Lab 10: Machine learning project
Due May 9 by midnight


Starting point code

You are encouraged to work with a partner on this project. You are also encouraged to discuss approaches and share ideas with other groups, but each group's code and writeup must be produced independently. Please read the following instructions carefully.

  1. First, you need to run setup63 to create a git repository for the lab.

    If you want to work alone do:

    setup63-Lisa labs/10 none
    If you want to work with a partner, then one of you needs to run the following command while the rest one wait until it finishes:
    setup63-Lisa labs/10 partnerUsername
    Once the script finishes, the other partner should run it on their account.

  2. For the next step, only one partner should copy over the starting point files:
    cd ~/cs63/labs/10
    cp -r /home/meeden/public/cs63/labs/10/* .
    

  3. Whether you are working alone or with a partner, you should now add, commit, and push these files as shown below:
    git add *
    git commit -m "lab10 start"
    git push
    

  4. If you are working with a partner, your partner can now pull the changes in:
    cd ~/cs63/labs/10
    git pull
    

This week, the starting point directory includes just two files: project.tex and README.

In the LaTex file, project.tex, you will describe your project. We have provided a basic structure that you should follow. Feel free to change the section headings, or to add additional sections. Recall that you use pdflatex to convert the LaTex into a pdf file. Here is a template for your paper.

In the README file you will give instructions about how to test the code that you create.

Machine Learning Contests

In the past decade, a large amount of work in machine learning has been motivated by various contests and challenges. One of the best known was the Netflix prize (official site, Wikipedia), which offered $1M to the team that could improve the site's recommendation system by 10%. The Netflix prize was claimed in 2009; since then machine learning contests have become commonplace.

For this project you will be taking on a machine learning challenge of your own chosing. If you want to work on the Netflix prize data set, it is available in my public directory: ~bryce/cs63/labs/netflix/. Other sources of ML contests include: kaggle and Cha Learn. Some of these contests are currently active, with prizes available. However, you are welcome to work on contest problems that have expired or on other machine learning problems of your choosing. On kaggle, you can see old contests by selecting All Competitions and checking the completed box.

Many of these challenges involve large data sets that could quickly blow through your disk quota. To avoid this, you can save them to /scratch (instructions), which is unlimited, but isn't backed up.

Scikit-Learn

You are welcome to make use of your own implementations from previous labs, or of any additional machine learning algorithms. However, for all of the algorithms we have studied and many more, there are excellent publicly available Python libraries.

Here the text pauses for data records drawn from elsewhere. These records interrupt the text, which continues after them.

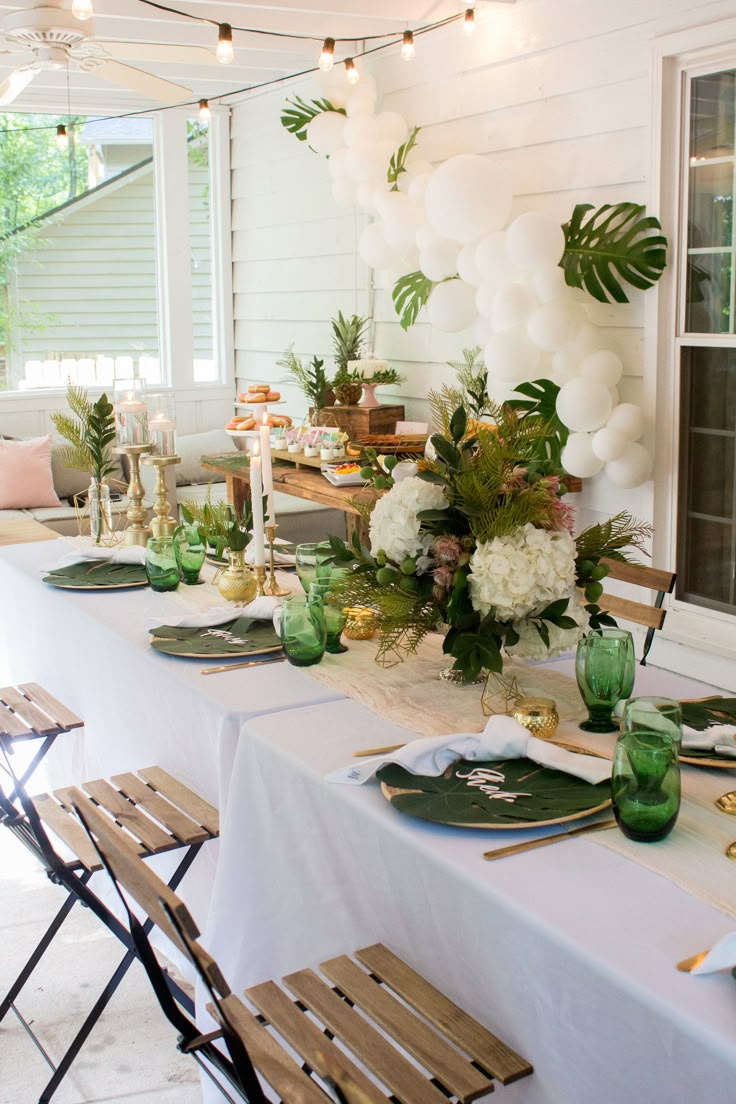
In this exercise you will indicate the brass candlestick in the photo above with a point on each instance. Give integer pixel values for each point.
(162, 524)
(137, 531)
(272, 586)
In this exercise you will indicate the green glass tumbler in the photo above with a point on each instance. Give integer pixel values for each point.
(604, 666)
(304, 632)
(646, 785)
(320, 594)
(662, 715)
(161, 564)
(190, 550)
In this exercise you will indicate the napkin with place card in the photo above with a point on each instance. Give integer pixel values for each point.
(501, 739)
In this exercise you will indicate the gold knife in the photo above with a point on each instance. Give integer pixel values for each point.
(502, 852)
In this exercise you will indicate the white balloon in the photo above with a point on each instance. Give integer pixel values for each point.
(632, 468)
(467, 198)
(327, 131)
(629, 420)
(493, 262)
(552, 325)
(535, 239)
(511, 357)
(608, 444)
(373, 247)
(512, 306)
(451, 306)
(548, 283)
(578, 458)
(467, 266)
(439, 261)
(604, 367)
(584, 405)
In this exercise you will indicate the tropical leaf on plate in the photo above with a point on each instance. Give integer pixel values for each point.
(617, 242)
(529, 793)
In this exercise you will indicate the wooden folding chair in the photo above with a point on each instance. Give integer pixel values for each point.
(373, 1005)
(152, 813)
(651, 579)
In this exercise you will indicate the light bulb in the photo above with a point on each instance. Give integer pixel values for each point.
(82, 9)
(225, 52)
(327, 57)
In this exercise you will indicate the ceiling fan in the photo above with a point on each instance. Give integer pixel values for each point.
(53, 39)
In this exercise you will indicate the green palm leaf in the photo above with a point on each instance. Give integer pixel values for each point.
(617, 242)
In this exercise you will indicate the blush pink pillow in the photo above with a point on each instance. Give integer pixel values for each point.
(25, 479)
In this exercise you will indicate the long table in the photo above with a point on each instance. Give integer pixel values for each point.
(567, 952)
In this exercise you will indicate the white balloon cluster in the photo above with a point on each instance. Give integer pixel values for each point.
(449, 222)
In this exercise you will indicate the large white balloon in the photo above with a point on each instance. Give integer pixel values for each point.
(467, 198)
(327, 131)
(632, 468)
(535, 239)
(578, 458)
(584, 405)
(511, 357)
(628, 420)
(604, 367)
(451, 306)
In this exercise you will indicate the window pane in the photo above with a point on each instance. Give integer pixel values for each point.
(81, 289)
(204, 368)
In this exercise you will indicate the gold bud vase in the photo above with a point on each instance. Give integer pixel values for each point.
(236, 582)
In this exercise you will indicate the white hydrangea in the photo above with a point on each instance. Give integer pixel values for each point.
(531, 645)
(522, 572)
(394, 528)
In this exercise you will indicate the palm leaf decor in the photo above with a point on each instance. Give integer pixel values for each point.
(617, 242)
(299, 114)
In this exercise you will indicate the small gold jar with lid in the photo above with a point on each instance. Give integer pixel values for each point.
(537, 714)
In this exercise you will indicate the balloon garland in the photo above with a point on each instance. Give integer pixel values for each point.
(448, 227)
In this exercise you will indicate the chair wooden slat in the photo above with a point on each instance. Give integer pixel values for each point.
(306, 1038)
(637, 612)
(63, 717)
(33, 717)
(67, 829)
(141, 827)
(287, 1079)
(372, 1049)
(182, 826)
(177, 792)
(481, 1044)
(454, 1071)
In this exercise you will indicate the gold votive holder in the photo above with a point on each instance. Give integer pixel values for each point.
(537, 714)
(361, 624)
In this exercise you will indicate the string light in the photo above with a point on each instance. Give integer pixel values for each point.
(225, 52)
(327, 57)
(82, 9)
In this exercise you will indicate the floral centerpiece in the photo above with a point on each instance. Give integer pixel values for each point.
(480, 541)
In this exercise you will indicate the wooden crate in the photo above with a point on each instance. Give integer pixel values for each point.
(360, 421)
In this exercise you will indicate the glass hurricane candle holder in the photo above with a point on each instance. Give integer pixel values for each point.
(130, 412)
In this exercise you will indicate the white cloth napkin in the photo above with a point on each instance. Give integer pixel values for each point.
(501, 739)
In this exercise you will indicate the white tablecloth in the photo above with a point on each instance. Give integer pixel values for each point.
(567, 952)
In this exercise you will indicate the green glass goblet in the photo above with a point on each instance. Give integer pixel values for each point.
(302, 630)
(604, 667)
(320, 594)
(161, 564)
(190, 550)
(646, 785)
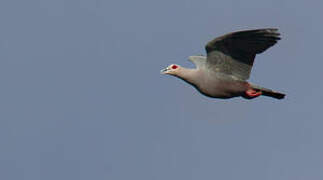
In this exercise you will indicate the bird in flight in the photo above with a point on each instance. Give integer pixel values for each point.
(224, 72)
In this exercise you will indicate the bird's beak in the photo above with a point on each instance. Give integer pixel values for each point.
(164, 71)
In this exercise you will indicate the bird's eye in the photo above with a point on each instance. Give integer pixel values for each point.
(174, 67)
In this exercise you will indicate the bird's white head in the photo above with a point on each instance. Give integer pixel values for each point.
(171, 69)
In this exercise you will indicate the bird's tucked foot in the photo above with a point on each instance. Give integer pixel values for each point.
(251, 93)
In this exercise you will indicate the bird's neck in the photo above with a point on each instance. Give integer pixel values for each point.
(188, 75)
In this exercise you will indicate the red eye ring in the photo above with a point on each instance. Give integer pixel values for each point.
(174, 66)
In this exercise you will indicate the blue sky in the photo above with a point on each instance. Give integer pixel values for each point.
(81, 95)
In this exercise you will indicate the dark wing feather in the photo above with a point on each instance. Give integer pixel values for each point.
(234, 53)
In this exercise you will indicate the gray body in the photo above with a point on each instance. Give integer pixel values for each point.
(223, 73)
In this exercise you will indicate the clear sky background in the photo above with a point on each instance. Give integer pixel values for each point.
(81, 96)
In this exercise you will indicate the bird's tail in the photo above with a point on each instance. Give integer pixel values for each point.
(268, 92)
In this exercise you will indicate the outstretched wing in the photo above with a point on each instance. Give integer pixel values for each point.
(234, 53)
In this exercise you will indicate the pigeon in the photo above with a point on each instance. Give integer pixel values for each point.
(224, 71)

Scikit-learn is a collection of Python libraries that implement a large number of machine learning algorithms. You have already encountered it once, in lab 6, when the SVM code was imported from sklearn. The following links give documentation on using scikit-learn for many of the machine learning algorithms we have studied this semester.

Scikit-learn also has modules for preprocessing data and for evaluating models with cross validation. Feel free to poke around in the scikit-learn documentation for other tools and algorithms.

Ensemble Methods

The Netflix prize was open for nearly three years, during which time several research teams improved prediction scores using a variety of machine learning methods. The prize was ultimately won by a meta-group of research teams whose meta-algorithm ran each team's classifier in parallel and made recommendations based on their joint results. This outcome demonstrates the power of ensemble learning.

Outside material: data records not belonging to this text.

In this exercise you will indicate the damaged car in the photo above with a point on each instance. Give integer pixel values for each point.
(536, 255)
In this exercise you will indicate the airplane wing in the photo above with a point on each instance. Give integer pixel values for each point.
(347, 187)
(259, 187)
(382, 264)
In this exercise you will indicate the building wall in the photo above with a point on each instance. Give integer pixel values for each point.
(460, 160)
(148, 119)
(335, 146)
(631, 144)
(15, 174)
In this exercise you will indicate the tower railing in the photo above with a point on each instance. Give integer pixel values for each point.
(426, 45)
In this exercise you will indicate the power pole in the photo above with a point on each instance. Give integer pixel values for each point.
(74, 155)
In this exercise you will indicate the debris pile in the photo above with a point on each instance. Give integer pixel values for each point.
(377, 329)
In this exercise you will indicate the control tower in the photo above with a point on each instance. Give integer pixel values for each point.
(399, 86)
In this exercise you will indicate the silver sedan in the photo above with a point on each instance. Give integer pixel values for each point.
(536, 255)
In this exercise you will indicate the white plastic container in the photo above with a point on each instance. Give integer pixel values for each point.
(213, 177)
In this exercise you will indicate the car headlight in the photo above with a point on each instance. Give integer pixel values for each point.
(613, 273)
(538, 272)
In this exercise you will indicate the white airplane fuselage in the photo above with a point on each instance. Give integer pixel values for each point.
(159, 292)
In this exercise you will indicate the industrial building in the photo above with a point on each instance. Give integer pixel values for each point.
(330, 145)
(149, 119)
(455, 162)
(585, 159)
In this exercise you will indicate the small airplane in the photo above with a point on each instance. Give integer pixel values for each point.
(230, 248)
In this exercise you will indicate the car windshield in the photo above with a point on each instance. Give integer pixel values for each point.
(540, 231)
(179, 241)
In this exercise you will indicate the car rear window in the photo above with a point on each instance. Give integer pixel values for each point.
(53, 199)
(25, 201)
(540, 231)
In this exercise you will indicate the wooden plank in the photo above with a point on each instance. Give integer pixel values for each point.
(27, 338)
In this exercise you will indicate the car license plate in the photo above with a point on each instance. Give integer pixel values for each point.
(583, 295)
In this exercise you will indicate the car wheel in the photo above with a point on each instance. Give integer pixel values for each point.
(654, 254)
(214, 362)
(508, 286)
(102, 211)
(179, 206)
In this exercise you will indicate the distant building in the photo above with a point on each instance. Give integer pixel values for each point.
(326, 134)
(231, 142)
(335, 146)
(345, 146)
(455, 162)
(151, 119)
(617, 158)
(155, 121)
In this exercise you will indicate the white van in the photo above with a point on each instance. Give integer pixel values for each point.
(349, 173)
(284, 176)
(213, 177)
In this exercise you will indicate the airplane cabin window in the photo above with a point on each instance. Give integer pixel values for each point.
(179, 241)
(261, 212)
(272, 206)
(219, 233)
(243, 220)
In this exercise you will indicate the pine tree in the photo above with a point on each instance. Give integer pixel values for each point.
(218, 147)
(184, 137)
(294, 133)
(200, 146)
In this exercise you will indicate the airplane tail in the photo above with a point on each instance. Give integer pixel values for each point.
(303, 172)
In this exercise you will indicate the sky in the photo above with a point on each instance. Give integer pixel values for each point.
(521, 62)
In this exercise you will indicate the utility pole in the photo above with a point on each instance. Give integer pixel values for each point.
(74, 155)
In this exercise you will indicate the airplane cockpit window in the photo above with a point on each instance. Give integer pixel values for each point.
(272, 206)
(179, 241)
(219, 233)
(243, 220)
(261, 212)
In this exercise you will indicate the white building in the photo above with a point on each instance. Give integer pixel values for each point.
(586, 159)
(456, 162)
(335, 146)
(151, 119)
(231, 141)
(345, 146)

Ensemble learning is based on the idea that combining the output of many weak classifiers can make a strong classifier that outperforms all of its component parts. Ensemble learning is feasible as long as all of the component classifiers are useful (they perform better than random guessing) and not entirely redundant (they sometimes give different answers).

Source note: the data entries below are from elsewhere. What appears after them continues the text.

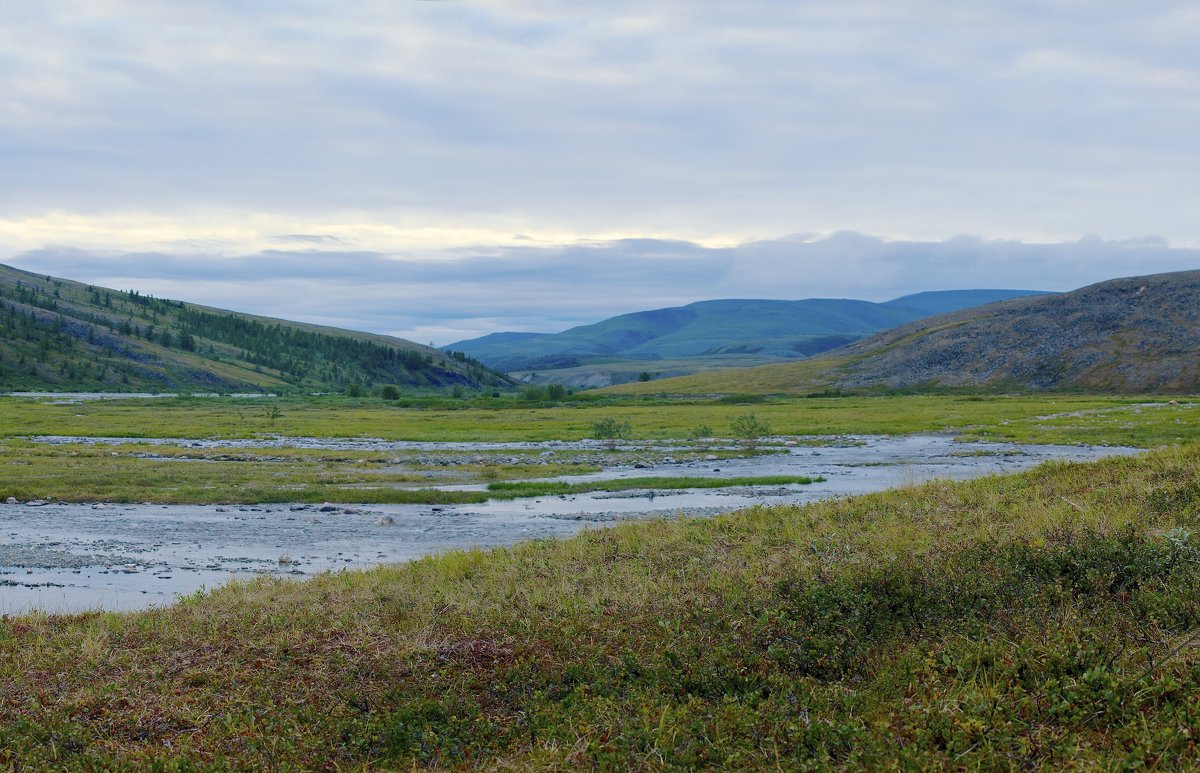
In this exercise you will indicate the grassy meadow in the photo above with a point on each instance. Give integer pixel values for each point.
(1044, 619)
(1048, 619)
(1026, 418)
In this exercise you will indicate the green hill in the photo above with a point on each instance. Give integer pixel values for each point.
(63, 335)
(708, 335)
(1131, 335)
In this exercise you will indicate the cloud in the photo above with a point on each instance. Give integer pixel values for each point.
(911, 118)
(469, 293)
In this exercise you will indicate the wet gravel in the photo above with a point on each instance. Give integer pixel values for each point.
(63, 557)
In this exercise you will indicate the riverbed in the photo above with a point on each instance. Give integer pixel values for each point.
(73, 557)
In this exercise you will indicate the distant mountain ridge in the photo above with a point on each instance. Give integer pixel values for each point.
(779, 329)
(1128, 335)
(63, 335)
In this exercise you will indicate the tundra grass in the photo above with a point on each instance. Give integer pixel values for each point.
(649, 419)
(557, 487)
(1047, 619)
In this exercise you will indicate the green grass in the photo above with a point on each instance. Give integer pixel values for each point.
(1035, 621)
(1108, 419)
(552, 487)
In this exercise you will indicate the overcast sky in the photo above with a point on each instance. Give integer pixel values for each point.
(441, 169)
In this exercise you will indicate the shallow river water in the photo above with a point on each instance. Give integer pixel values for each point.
(71, 557)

Two common methods for ensemble learning are boosting and bagging. Boosting works by training many weak classifiers (such as shallow decision trees) on the same data and then taking a plurality vote or weighted average over their outputs in order to classify a new point. Bagging works by training many highly specific classifiers (such as deep decision trees) on random subsets of the data, and again taking a vote or average over their output labels.

If it is appropriate to your selected machine learning task, you should try using an ensemble learning method. Your writeup should report the results of testing the ensemble against its component algorithms. Several variations on boosting and bagging are implemented by scikit-learn. Documentation can be found in the ensemble methods section.

Proposing Your Project

This project is meant to be open-ended and allow you to choose what machine learning topics you would like to explore further. If none of the contests sound appealing, you may propose alternative projects. Extending any of the machine-learning-related labs could be the basis for a project, and I am also open to other suggestions. If you want to pursue a non-contest project, be sure to talk to me about your ideas before you start significant coding.

Submitting your code

As your project develops and you create more files, be sure to use git to add, commit, and push them. Run: git status to check that all of the necessary files are being tracked in your git repo. Don't forget to update the README so that I can test your code!

Please turn in a hard copy of your writeup pdf outside my office before the deadline.